The author of a recent U.S. Office of Juvenile Justice and Delinquency Prevention report on suicides in juvenile facilities says that, despite the major findings it produced, the agency sat on the report for five years for reasons that have never been disclosed to him.

The National Center on Institutions and Alternatives (NCIA) received about $75,000 to produce Characteristics of Juvenile Suicide in Confinement. Lindsay Hayes, a project director for the NCIA, told Youth Today he handed in the report during the winter of 2004. OJJDP published the study and made it available on its website today.

Among the major findings in the report:

*More than one state agency was unaware of suicides at private juvenile facilities with which it held a contract.

*More than half of suicides at juvenile detention centers occurred within six days of a juvenile’s commitment to the facility, and only 35 percent in detention centers had been provided a mental health assessment before the suicide.

[For more coverage of the report, click here].

“I just don’t know why they put the kibosh on it,” Hayes said. “It would have got a lot more publicity. You would have been calling me in 2004.”

Hayes recalls a strange timeline that wavered between support and indifference beginning in the spring of 2004. Because the issue was so important, Hayes said, OJJDP allowed NCIA to post an unofficial version of the study on its website. Shortly thereafter, he met with OJJDP Administrator J. Robert Flores.  

“He said they were going to make it a bulletin, publish the full report and fast track it,” Hayes said. “But then, [the report] just sat there.”

Hayes said he called regularly to check on the report and was not called back, and ultimately “moved on to other things.”

But Hayes’s frustration grew, as recent consulting jobs with juvenile facilities made him realize how preventable many suicides were.

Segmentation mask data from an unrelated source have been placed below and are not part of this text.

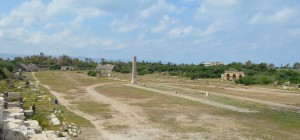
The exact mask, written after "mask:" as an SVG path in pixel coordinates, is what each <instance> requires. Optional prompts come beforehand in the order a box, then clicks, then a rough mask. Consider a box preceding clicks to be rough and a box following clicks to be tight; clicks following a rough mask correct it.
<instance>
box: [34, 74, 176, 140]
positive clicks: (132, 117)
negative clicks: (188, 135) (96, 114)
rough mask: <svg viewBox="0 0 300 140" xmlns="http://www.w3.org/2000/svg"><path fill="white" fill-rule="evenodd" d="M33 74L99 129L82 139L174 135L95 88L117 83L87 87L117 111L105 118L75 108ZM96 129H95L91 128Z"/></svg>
mask: <svg viewBox="0 0 300 140" xmlns="http://www.w3.org/2000/svg"><path fill="white" fill-rule="evenodd" d="M32 74H33V77H34V78H35V80H36V81H37V82H38V83H39V84H40V85H42V86H44V87H46V88H47V89H48V90H49V91H50V92H51V93H52V94H53V95H54V96H56V97H57V98H58V99H59V100H60V103H61V104H62V105H64V106H66V108H67V109H69V110H70V111H72V112H74V113H76V114H77V115H79V116H82V117H84V118H85V119H87V120H89V121H90V122H91V123H92V124H93V125H94V126H95V127H96V129H97V131H98V133H94V134H89V135H87V134H84V135H83V136H81V138H82V139H103V140H117V139H122V140H123V139H125V140H126V139H130V140H140V139H146V140H147V139H149V140H151V139H160V137H172V134H170V133H169V132H167V131H165V130H163V129H161V128H158V127H155V126H154V125H153V124H150V123H149V122H148V121H147V119H148V118H147V117H146V116H144V115H141V114H142V112H140V111H139V110H140V109H136V108H135V107H132V106H131V107H129V106H128V105H127V104H123V103H121V102H119V101H117V100H114V99H112V98H108V97H106V96H103V95H102V94H100V93H98V92H96V91H95V90H94V88H96V87H99V86H104V85H108V84H116V83H103V84H95V85H92V86H89V87H86V88H85V90H86V93H85V94H88V95H89V96H92V97H93V99H94V100H95V101H98V102H101V103H106V104H110V106H111V109H113V111H114V112H115V113H114V114H112V116H113V117H112V119H103V118H100V117H95V116H92V115H89V114H87V113H85V112H82V111H79V110H77V109H75V108H73V107H72V106H73V105H72V104H71V103H70V101H68V100H66V99H64V95H65V94H63V93H59V92H56V91H54V90H52V89H51V88H50V87H49V86H48V85H44V84H42V83H41V82H40V81H38V79H37V78H36V77H35V74H34V73H32ZM107 124H109V125H112V126H113V125H118V126H122V125H126V127H128V129H127V130H126V131H125V132H111V131H108V130H106V129H105V127H104V126H106V125H107ZM91 131H94V130H91Z"/></svg>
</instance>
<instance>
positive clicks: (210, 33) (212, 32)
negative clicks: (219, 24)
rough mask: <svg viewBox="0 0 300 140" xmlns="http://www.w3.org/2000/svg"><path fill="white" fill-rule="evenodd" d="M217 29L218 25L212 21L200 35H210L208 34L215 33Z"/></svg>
mask: <svg viewBox="0 0 300 140" xmlns="http://www.w3.org/2000/svg"><path fill="white" fill-rule="evenodd" d="M219 30H220V27H219V26H218V24H216V23H213V24H211V25H209V26H208V27H207V28H206V29H205V30H204V31H203V32H201V35H202V36H210V35H213V34H215V33H217V32H218V31H219Z"/></svg>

He became “so infuriated” with Flores, he said, that in summer of 2008, “I wrote a fairly nasty letter to him.”

A day or two later, Hayes got an email from OJJDP staff saying the study had been approved and was in the publication stage, with an expected release date of 2008.

Then last December, Hayes said, he got an e-mail saying the study was no longer approved. But in January, after Flores left the agency, he was told by OJJDP that the publication would be released, five years after its submission. The study bears the name of Acting Administrator Jeff Slowikowski and a 2009 date.

“I have a sense that Flores’ hands were all over this,” Hayes said, and that “senior staff were supportive of what I was doing.”